A state panel Thursday recommended easing eligibility rules for low-income families to qualify for child care aid amid a 68 percent drop in enrollment.

The program is called CCAP, which stands for Child Care Assistance Program.

It helps pay for the cost of child care for children from birth to 4 years old while parents are at work, school or in job training.

However, household enrollment has nosedived from over 39,000 in 2008 to just under 13,000 today, a 68 percent drop amid state budget problems.

Trying to reverse that trend, the Early Childhood Care and Education Advisory Council endorsed steps aimed at making it easier for families to qualify.

The proposal now goes  to the state Board of Elementary and Secondary Education, which last year approved higher reimbursement rates and other steps suggested by the council.

Under the key change, recipients would be required to work or be in job training and average of 20 hours per week, down from 30 now.

The state Department of Education initially suggested reducing the requirement to 25 hours.

But Melanie Bronfin, a member of the council, said that would leave only Louisiana and seven other states with weekly work requirements of 25 hours or more.

"We are still way out of whack," said Bronfin, who is executive director of the Louisiana  Policy Institute for Children, a statewide group.
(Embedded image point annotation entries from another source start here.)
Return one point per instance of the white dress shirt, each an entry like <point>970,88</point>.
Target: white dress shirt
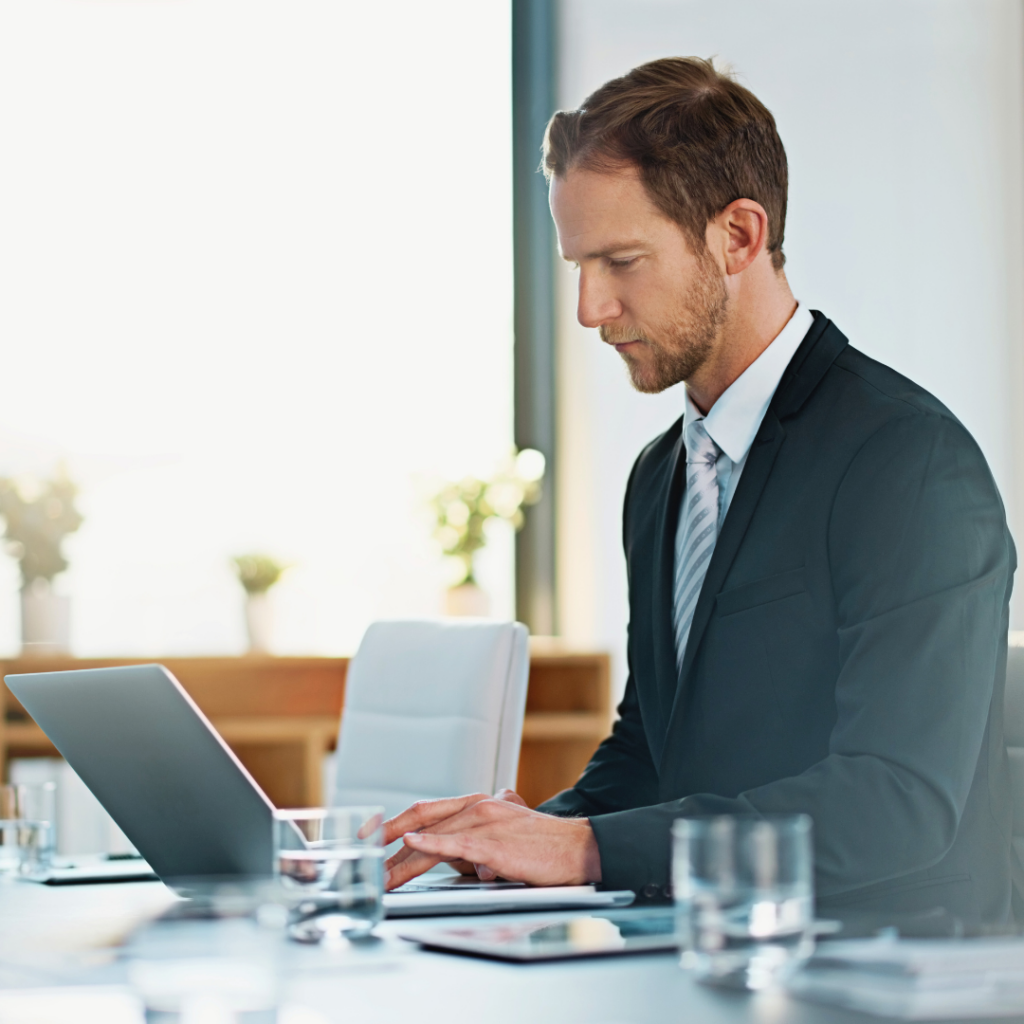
<point>733,421</point>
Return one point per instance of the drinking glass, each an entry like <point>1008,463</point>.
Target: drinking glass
<point>744,900</point>
<point>28,817</point>
<point>330,864</point>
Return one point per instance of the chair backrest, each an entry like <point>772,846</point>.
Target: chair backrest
<point>432,709</point>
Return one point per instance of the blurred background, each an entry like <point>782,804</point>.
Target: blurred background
<point>269,270</point>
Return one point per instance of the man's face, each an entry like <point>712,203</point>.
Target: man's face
<point>641,285</point>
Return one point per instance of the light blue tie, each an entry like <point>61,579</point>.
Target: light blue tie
<point>697,528</point>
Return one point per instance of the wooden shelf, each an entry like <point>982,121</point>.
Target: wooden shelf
<point>281,715</point>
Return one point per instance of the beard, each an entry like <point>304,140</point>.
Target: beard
<point>680,345</point>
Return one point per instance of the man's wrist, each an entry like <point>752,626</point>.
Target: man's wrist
<point>591,854</point>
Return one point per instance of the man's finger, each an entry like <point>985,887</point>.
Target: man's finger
<point>411,867</point>
<point>510,797</point>
<point>461,846</point>
<point>425,813</point>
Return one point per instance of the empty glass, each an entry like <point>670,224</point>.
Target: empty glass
<point>330,864</point>
<point>28,834</point>
<point>743,896</point>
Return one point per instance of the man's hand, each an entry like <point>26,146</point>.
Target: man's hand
<point>499,836</point>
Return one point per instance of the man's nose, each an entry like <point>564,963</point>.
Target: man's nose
<point>597,303</point>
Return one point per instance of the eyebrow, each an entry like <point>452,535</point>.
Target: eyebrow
<point>609,250</point>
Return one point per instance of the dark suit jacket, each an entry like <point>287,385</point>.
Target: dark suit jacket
<point>847,656</point>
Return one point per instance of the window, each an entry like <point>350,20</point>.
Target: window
<point>257,289</point>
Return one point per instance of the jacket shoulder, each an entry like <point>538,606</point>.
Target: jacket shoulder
<point>883,387</point>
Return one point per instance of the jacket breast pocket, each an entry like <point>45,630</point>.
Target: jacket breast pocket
<point>752,595</point>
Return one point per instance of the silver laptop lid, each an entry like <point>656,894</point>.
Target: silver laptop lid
<point>158,766</point>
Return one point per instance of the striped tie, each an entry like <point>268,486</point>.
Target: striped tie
<point>697,529</point>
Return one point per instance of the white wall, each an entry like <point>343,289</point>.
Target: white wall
<point>903,124</point>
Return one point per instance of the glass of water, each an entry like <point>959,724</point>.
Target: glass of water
<point>28,834</point>
<point>330,865</point>
<point>744,898</point>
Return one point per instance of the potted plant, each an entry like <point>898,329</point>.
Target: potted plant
<point>463,509</point>
<point>38,515</point>
<point>258,573</point>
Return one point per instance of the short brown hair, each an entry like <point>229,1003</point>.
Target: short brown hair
<point>698,138</point>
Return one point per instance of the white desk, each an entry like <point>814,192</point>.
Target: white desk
<point>64,936</point>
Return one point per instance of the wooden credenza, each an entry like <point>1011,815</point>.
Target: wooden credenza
<point>281,715</point>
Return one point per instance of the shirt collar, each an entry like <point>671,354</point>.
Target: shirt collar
<point>733,421</point>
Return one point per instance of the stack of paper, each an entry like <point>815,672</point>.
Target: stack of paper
<point>930,979</point>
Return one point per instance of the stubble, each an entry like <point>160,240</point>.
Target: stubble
<point>678,347</point>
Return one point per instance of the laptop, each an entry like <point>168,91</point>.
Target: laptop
<point>186,803</point>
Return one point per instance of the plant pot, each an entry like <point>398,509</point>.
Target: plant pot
<point>259,623</point>
<point>45,621</point>
<point>467,600</point>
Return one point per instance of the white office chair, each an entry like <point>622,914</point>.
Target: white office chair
<point>432,709</point>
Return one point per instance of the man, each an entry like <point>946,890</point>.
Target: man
<point>818,560</point>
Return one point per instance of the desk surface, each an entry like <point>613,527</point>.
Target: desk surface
<point>70,936</point>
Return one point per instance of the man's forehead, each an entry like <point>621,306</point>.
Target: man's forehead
<point>598,212</point>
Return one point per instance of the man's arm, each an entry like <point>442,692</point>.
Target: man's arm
<point>921,567</point>
<point>621,773</point>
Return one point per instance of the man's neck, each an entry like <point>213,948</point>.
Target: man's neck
<point>756,318</point>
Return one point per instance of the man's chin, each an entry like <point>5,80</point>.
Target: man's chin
<point>646,380</point>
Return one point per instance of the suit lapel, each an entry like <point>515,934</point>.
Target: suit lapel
<point>813,357</point>
<point>665,564</point>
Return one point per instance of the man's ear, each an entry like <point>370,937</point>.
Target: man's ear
<point>740,232</point>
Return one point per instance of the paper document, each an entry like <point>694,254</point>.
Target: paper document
<point>933,979</point>
<point>464,900</point>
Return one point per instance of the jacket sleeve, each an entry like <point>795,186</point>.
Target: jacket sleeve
<point>622,773</point>
<point>921,564</point>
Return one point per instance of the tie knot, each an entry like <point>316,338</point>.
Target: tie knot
<point>699,448</point>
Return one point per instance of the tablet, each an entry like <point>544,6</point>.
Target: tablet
<point>566,937</point>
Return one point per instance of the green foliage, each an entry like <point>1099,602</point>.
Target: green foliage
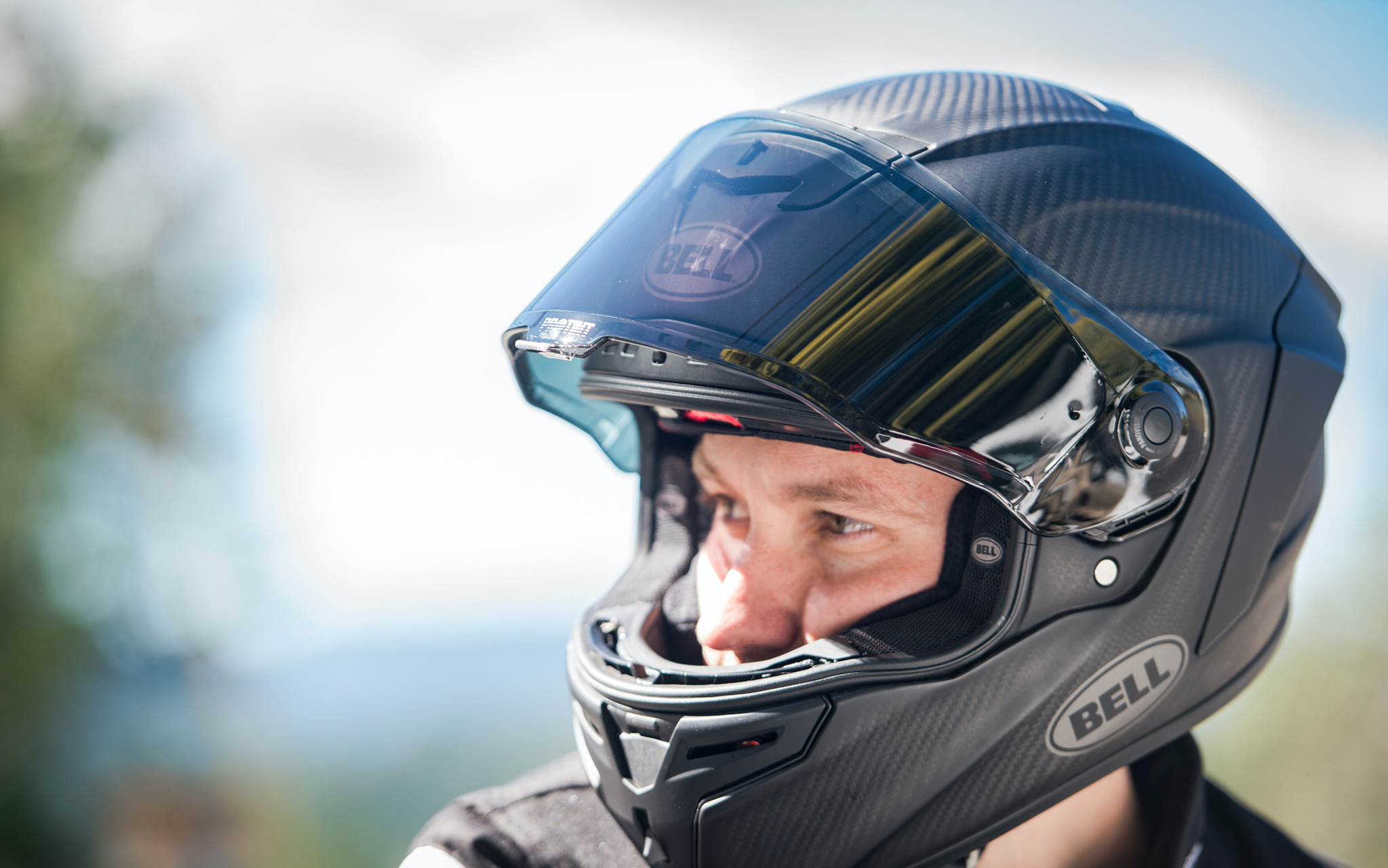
<point>75,344</point>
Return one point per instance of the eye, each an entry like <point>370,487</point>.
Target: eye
<point>729,509</point>
<point>841,526</point>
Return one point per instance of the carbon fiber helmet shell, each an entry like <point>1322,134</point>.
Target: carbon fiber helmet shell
<point>861,755</point>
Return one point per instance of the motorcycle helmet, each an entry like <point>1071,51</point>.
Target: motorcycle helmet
<point>1011,282</point>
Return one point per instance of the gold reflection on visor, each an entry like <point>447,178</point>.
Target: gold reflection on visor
<point>934,334</point>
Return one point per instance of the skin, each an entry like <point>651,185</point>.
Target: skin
<point>808,540</point>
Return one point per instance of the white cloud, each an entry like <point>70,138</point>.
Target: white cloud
<point>424,168</point>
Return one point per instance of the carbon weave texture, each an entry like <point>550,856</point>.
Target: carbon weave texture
<point>1140,221</point>
<point>941,107</point>
<point>860,778</point>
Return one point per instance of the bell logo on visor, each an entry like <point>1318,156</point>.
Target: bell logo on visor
<point>701,262</point>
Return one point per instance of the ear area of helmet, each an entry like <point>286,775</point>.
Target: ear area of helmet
<point>1075,572</point>
<point>1154,424</point>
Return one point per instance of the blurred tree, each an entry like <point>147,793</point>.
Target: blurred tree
<point>78,348</point>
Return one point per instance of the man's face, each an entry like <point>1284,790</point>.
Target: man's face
<point>808,540</point>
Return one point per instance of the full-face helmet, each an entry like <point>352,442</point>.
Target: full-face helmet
<point>1010,282</point>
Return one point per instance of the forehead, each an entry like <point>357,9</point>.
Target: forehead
<point>800,471</point>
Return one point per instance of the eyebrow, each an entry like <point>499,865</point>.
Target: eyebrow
<point>702,469</point>
<point>841,490</point>
<point>851,492</point>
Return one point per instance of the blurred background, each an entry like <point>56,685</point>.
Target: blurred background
<point>273,581</point>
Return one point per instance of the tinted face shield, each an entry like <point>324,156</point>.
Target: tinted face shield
<point>847,278</point>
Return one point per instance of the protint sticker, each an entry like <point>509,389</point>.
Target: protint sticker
<point>1113,699</point>
<point>701,262</point>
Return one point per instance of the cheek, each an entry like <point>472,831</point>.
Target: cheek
<point>871,584</point>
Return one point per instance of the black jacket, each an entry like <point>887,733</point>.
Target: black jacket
<point>551,818</point>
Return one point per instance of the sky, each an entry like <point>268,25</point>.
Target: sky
<point>417,170</point>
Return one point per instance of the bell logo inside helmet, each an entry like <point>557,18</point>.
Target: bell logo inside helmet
<point>855,282</point>
<point>1117,352</point>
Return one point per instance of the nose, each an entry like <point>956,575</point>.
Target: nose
<point>754,610</point>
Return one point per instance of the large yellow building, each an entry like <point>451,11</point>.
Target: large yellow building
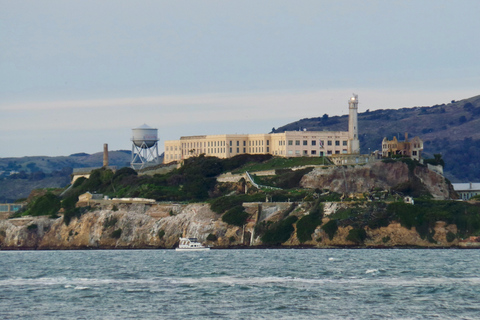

"I wish we would go down to 20 hours today," she said. "Even at 20 we would still be one of the stricter states."

In another area, low-income families with special needs children would be required to work or be in job training an average of 15 hours per week.

"This should help more families become eligible," said Jenna Conway,  assistant superintendent for early childhood education in the state Department of Education.

A third change would allow fulltime students or those in job training full time to be eligible for the assistance.

The changes approved by BESE last year, which took effect in January, trimmed out-of-pocket expenses for most low income families by 60 percent, liberalized eligibility rules and were financed by a federal grant.

"We started to see some more money go out the door," Conway said.

Under those rules changes, families are eligible for at least  one year regardless of life changes; payments for pre-kindergarten students were increased 23 percent and families in poverty were made exempt from any co-pays.

Most households pay a portion of child care costs.

The council's job is to improve child care in Louisiana, and it is helping to oversee implementation of sweeping changes in the state's  child care system approved in 2012.